Revelações sobre contratação temporários externos, empresa de mão de obra, com custos acima dos CLT (R$ 1.734) e o acordo rápido com outras categorias intensificaram a insatisfação e tensionaram o clima de revolta. Com mais coletores que motoristas, as negociações junto sindicalistas e trabalhadores tornarm mais tensas e complexas, também na relação entre trabalhador e sindicato.
Na sexta, a Estre fechou acordo coletivo da data base com o Sindicato dos Motoristas. “Chegamos próximo do que foi reivindicado. Estamos felizes com o resultado do impasse”, disse Walter Gomes, presidente do sindicato.
A Prefeitura, disse acompanhar de perto as negoaciação, sem interferência nas negociações sindicais e destacou que pagamentos estão em dia e cobrou da Estre Ambiental solução imediata. A empresa prometeu regularizar os serviços até no domingo, dia 08/02. O contrato anual com a Estre é de R$ 63,9 milhões (prorrogável e reajustável).Estre prometeu, via nota, normalizar serviços até domingo — isso antes da nova paralisação dos coletores.
A queixas dos agentes incluem defasagem salarial (dos atuais R$ 1.734 base), rotas sobrecarregadas pelo crescimento urbano sem novas equipes, restrições de tempo e extras, descontos indevidos em holerites e benefícios inferiores a outras categorias e a recente contratação de temporários. Um coletor reclamou à reportagem sob compromisso de anonimato: “Número crescente de condomínios para as mesmas equipes. Logo teremos 23 novos”.
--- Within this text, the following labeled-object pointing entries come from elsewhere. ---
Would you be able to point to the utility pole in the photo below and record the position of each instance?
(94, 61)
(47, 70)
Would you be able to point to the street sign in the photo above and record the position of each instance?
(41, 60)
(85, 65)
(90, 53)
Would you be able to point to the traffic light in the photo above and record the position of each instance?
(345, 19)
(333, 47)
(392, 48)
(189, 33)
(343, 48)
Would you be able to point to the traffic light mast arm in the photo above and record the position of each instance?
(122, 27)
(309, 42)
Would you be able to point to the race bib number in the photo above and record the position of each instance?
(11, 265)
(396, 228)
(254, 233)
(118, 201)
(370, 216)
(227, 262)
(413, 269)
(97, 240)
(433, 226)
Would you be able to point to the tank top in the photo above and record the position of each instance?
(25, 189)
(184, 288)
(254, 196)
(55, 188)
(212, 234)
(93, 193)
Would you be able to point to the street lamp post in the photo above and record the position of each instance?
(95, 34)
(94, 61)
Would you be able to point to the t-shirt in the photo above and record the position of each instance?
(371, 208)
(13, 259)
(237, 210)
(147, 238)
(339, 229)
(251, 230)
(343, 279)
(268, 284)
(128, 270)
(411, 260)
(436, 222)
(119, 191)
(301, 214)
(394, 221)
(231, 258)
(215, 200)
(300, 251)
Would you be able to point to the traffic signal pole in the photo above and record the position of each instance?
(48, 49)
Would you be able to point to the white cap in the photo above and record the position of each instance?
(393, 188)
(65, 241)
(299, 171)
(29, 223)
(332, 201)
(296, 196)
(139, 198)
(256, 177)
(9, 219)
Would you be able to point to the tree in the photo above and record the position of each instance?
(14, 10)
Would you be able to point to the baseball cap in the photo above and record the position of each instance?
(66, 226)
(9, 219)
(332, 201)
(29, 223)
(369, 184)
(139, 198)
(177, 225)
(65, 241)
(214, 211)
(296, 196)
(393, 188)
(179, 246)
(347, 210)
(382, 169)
Íntegra da Nota à Imprensa da Estre
A Estre Ambiental, após negociações com os sindicatos que representam as categorias de coletores e motoristas, informa que, na manhã desta sexta-feira (06), todas as equipes voltaram ao trabalho normalmente e a coleta de resíduos já está ocorrendo em toda a cidade.
Diante dessa essencialidade do serviço de limpeza urbana, a previsão é de que a regularização da coleta completa ocorra até domingo (08).
Reafirmando seu compromisso com a sustentabilidade do contrato, a continuidade dos serviços essenciais, a Estre trouxe reforço de mão de obra para que os colaboradores concluam seus serviços sem sobrecarga.
A negociação com os sindicatos segue de forma responsável e transparente e a definição final será anunciada no momento oportuno.
Assessoria de Imprensa Estre Ambiental
Nota à Imprensa da Prefeitura
Procurada pela reportagem, a Prefeitura de Ribeirão Preto informou que as tratativas do Acordo Coletivo de Trabalho competem exclusivamente à empresa contratada e às entidades sindicais que representam motoristas e coletores. A administração municipal afirma, porém, que acompanha de perto o andamento das negociações para avaliar possíveis impactos na prestação do serviço e, se necessário, cobrar da empresa a adoção de um plano emergencial que assegure a continuidade da coleta, considerando o impacto direto que uma eventual paralisação teria sobre a cidade.
Imprensa Oficial
A reportagem não conseguiu contato com o Sindicato dos Coletores. Se houver manifestação, esta matéria será atualizada.